Ketentuan Baru Faktur Pajak untuk Insentif PPN DTP Rumah

Insentif PPN DTP Rumah

Dengan diperpanjangnya insentif Pajak Pertambahan Nilai (PPN) Ditanggung Pemerintah (DTP) Insentif PPN DTP Rumah hingga Desember 2021, Kementerian Keuangan menerbitkan aturan baru tentang Faktur Pajak (FP) yang nantinya harus dipenuhi oleh Pengusaha Kena Pajak (PKP) atas penyerahan rumah yang mendapatkan fasilitas pajak ini sebagaimana diatur dalam Peraturan Menteri Keuangan Republik Indonesia Nomor 103/PMK.010/2021 Tentang Pajak Pertambahan Nilai Atas Penyerahan Rumah Tapak Dan Unit Hunian Rumah Susun Yang Ditanggung Pemerintah Tahun Anggaran 2021.

Dalam Pasal 8 PMK 103/2021, adapun Faktur Pajak yang harus dibuat antara lain memuat :

  1. Nama pembeli
  2. Nomor Pokok Wajib Pajak atau Nomor Induk Kependudukan
  3. Informasi berupa kode identitas rumah pada pengisian kolom nama barang
  4. Keterangan “PPN DITANGGUNG PEMERINTAH EKSEKUSI PMK NOMOR … /PMK.010/2021”

Selain itu dalam Pasal 8 PMK 103/2021 juga disebutkan bahwa PKP diharuskan untuk membuat dua Faktur Pajak atas penyerahan rumah tapak dan unit hunian rumah susun yang mendapatkan insentif PPN Ditanggung Pemerintah (DTP) sebesar 50% (lima puluh persen) dari PPN yang terutang, yaitu :

  1. Faktur Pajak dengan kode transaksi “01” untuk bagian 50% (lima puluh persen) Harga Jual yang tidak mendapatkan insentif PPN ditanggung Pemerintah;
  2. Faktur Pajak dengan kode transaksi “07” untuk bagian 50% (lima puluh persen) Harga Jual yang mendapatkan insentif PPN ditanggung Pemerintah.

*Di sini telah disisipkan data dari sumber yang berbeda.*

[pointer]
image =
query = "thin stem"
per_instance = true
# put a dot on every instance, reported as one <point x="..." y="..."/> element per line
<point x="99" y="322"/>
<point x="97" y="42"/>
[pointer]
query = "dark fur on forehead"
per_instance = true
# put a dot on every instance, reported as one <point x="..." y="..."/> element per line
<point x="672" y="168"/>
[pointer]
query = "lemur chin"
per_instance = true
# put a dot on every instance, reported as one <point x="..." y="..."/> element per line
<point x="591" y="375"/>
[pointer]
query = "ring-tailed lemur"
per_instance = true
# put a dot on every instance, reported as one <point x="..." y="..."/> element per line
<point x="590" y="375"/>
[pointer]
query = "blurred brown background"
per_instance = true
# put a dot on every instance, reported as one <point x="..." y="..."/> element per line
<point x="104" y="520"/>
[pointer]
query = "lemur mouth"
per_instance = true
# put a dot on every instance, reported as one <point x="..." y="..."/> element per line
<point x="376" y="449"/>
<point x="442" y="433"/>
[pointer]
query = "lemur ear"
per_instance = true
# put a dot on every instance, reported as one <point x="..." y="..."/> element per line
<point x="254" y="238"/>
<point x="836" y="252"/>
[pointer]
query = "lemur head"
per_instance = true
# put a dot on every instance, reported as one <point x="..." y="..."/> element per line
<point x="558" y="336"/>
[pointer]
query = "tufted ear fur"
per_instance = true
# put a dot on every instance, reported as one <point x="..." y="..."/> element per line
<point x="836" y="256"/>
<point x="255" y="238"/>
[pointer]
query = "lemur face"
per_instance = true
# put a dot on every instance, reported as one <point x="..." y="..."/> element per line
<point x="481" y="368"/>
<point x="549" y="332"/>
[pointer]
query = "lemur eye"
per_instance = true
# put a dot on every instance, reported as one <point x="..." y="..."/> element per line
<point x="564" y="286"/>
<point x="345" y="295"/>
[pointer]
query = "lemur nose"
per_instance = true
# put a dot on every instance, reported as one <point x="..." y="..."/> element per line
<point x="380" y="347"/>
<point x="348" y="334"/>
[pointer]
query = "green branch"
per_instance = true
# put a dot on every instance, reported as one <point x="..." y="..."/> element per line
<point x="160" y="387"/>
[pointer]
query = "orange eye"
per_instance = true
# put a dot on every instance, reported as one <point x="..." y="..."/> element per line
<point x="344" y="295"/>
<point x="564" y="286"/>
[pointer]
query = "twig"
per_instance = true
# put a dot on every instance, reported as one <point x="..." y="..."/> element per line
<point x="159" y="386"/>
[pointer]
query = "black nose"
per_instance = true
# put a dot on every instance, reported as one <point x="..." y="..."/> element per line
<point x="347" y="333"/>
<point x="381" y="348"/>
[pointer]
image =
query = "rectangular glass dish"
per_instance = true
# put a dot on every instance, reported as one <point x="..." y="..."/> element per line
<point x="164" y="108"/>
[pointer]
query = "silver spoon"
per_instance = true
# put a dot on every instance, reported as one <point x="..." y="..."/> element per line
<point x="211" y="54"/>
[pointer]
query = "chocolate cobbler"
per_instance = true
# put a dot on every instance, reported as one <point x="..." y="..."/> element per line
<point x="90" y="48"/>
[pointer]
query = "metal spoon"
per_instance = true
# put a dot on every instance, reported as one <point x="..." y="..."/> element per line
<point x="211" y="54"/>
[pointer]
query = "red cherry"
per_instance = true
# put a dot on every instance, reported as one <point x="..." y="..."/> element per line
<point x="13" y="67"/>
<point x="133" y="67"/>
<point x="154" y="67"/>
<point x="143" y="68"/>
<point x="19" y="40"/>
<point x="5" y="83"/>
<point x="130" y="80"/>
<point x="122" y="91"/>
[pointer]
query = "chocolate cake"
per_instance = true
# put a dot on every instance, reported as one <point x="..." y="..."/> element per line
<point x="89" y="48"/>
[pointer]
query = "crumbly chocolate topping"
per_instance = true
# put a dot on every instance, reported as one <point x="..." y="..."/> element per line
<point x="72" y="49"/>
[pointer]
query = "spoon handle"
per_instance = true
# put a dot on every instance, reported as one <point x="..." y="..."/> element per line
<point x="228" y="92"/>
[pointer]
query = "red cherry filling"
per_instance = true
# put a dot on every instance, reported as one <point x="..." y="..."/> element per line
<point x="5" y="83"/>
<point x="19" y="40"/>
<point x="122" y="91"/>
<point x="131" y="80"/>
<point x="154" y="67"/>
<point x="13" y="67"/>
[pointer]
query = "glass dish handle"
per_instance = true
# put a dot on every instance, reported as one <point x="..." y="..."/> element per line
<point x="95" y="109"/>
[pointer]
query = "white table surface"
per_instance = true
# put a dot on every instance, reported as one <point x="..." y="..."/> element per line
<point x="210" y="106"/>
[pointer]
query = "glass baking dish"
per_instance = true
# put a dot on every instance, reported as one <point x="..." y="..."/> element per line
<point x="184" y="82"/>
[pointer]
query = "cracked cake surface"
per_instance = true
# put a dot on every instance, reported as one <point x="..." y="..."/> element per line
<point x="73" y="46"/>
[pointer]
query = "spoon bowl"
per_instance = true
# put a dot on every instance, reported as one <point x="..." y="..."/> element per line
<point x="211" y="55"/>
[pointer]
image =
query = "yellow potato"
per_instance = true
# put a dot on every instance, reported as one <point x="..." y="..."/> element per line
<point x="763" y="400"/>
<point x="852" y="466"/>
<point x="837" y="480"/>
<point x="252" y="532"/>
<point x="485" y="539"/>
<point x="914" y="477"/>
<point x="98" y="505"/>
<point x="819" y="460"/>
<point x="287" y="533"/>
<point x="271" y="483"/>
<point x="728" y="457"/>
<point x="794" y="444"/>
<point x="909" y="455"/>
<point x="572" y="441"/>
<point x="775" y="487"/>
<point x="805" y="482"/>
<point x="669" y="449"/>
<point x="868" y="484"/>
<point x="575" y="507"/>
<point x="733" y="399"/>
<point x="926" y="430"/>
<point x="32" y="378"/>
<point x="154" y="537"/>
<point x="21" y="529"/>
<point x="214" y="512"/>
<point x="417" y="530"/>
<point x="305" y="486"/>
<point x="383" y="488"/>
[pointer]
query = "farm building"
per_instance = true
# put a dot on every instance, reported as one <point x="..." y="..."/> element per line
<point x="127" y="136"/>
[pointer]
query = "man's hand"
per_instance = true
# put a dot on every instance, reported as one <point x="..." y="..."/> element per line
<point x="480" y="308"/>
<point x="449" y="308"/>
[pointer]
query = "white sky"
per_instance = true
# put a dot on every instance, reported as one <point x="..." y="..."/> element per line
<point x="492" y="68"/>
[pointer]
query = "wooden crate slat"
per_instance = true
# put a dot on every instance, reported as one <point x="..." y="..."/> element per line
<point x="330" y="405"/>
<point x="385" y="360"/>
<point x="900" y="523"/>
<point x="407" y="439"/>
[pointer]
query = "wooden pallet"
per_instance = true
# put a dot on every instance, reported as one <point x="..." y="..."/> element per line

Dalam hal ini, Faktur Pajak yang dilaporkan oleh PKP dalam Surat Pemberitahuan (SPT) Masa PPN merupakan laporan realisasi untuk PPN DTP. Berdasarkan ketentuan-ketentuan yang sudah disebutkan diatas, maka PKP harus memenuhi ketentuan tersebut untuk dapat memenuhi syarat dalam penerapan fasilitas pajak ini. Apabila tidak, PPN DTP rumah tidak akan bisa digunakan dalam transaksi. Berikut ini ketentuan-ketentuan yang tidak mendapat fasilitas ini menurut Pasal 8 ayat (9) PMK 103/2021, yaitu :

  1. Dilakukan sebelum atau setelah periode pemberian insentif PPN ditanggung Pemerintah
  2. Dipindahtangankan dalam jangka waktu 1 (satu) tahun sejak penyerahan
  3. Tidak menggunakan Faktur Pajak
  4. Tidak melaporkan laporan realisasi
  5. Tidak mendaftarkan berita acara serah terima

Namun, jika terdapat kesalahan dalam pelaporan SPT Masa PPN selama masa periode penerapan fasilitas pajak ini, PKP dalam melakukan pembetulan SPT Masa, dimana untuk SPT Masa PPN Pembetulan ini paling lambat dilaporkan 31 Januari 2022.